心は思いめぐらすところです。記憶を思い返し、自己認識するところです。しかし聖書を読むと、ハリストスが言ったように「悪い思いは、心の中から出てくる」(マトフェイ15:19)、人が罪に堕ちたために、心は深く不可解なものになりました。聖使徒パウエルは「神は、彼らが心の欲情にかられ、自分のからだを互にはずかしめて、汚すままに任せられた」(ロマ1:24)と言いました。心は私たちが悪の力や罪と出会うところです。しかし同時に、神と出会うところ、神の臨在の働くところ、私たちが恩寵を見いだすところでもあります、超自然のものが住まうところです、神は「人の心を探り知り」(ロマ8:27)ます。聖神(せいしん)の宿るところと言えるでしょう。「神はわたしたちの心の中に、『アバ、父よ』と呼ぶ御子の霊を送って下さったのである」(ガラティア4:6)とあります。心ということばには随分広い意味があります。心は私たちの中がどんなに深いかを表しています。心は人の人格(ペルソナ)をスピリチュアルなものとして見ます。人は神の像と肖として創られました。
インドに住んだローマカトリックの著述家、インド名はアヴィシクトナンダ、フランス名はアンリ・ルソー(ベネディクト派)は「心は私たちのみなもと、神の手から来たたましいが目覚めるところ」と美しく定義しました。心は私たちが目覚めるところです。
心は人の人格(ペルソナ)を全体として、分かちがたい一体として見ます。心は「あなたがたの内なる人」(エフェス3:16-17)と呼ばれ、私自身の中に居る人間を表します。ハリストスが「心をつくし・・・・・主なるあなたの神を愛せよ」(マトフェイ22:37)と言うとき、単に感情や愛情を指しているのではなく、「あなた全体で」愛することを求めているのです。「彼らの肉から石の心を取り去って、肉の心を与える」(イエゼキリ11:19)といわれるのは、すべてが霊的に刷新され、私たちがまるごと変わることを意味しています。「わが子よ、あなたの心をわたしに与え」(箴言23:26)は「あなた全体を与えよ」という意味で、前述した「油断することなく、あなたの心を守れ」(箴言4:23)は、「あなたの内なるいのち全体を見張れ」と言うことです。神から賜ったあなた自身、神を源とするあなた自身を知りなさい。最初に引用した「心は深い」とは人格(ペルソナ)性は元来深い神秘だという意味です。
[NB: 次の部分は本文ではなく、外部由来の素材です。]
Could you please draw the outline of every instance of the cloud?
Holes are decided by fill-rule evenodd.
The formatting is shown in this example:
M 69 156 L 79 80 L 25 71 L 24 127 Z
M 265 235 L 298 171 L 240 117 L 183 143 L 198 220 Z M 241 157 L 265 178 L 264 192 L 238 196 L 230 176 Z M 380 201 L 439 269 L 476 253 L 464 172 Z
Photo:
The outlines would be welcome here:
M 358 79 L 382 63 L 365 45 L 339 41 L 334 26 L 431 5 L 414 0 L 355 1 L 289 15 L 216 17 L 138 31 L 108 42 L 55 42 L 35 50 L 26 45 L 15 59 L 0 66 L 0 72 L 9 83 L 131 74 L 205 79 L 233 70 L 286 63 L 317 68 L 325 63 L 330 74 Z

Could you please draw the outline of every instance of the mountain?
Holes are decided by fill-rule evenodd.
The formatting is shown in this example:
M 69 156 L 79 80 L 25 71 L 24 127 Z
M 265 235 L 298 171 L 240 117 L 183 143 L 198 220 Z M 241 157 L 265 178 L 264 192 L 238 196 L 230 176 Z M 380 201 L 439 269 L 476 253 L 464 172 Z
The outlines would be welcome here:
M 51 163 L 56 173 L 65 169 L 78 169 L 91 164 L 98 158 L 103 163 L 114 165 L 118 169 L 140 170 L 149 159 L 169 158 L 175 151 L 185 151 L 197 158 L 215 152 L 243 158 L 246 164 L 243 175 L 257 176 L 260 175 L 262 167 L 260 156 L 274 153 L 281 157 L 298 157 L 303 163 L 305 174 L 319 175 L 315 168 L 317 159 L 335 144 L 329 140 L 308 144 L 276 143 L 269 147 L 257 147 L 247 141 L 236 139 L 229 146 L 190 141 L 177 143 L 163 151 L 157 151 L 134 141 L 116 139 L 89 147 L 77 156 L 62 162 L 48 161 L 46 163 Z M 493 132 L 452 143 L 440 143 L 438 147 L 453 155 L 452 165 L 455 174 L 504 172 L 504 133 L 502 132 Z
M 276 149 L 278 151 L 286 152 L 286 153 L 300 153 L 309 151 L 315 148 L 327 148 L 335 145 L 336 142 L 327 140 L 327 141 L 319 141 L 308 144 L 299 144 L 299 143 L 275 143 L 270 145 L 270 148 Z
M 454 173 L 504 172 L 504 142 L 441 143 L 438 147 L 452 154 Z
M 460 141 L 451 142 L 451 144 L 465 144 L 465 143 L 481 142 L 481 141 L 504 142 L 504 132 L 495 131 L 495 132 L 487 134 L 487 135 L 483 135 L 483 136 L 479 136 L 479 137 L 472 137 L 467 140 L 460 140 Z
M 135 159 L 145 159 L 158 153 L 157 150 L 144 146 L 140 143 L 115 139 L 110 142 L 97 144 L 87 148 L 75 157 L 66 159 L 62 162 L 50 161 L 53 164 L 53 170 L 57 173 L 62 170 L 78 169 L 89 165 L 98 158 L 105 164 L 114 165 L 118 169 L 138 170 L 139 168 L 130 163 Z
心とは神の創造された人格(ペルソナ)を意味します。心は統合された全体のシンボルとして用いられています。聖書においては、心はひとつに結ばれた人間を全体を意味し、そこにはたましいと体を二分する考え方はありません。聖師父(教父)の著作には、時に「たましい」に力点をおいて人格(ペルソナ)性を見、頭と心にはっきりした線引きをして、聖書よりもプラトン主義に影響された見方で人格(ペルソナ)性を理解したものもあります。しかし大多数のギリシアの聖師父は心を「全体」とする聖書的な見解を取っています。
たとえば、聖イオアン・クリマコスの「天国への梯子」の28章を見てみましょう。「『私は心から叫んだ』(聖詠119:145)。すなわち、身体、たましい、霊(~°)によってということである」。心は体を意味します。心(心臓)は肉体的器官ではありますが、同時に精神的スピリチュアルな中心です。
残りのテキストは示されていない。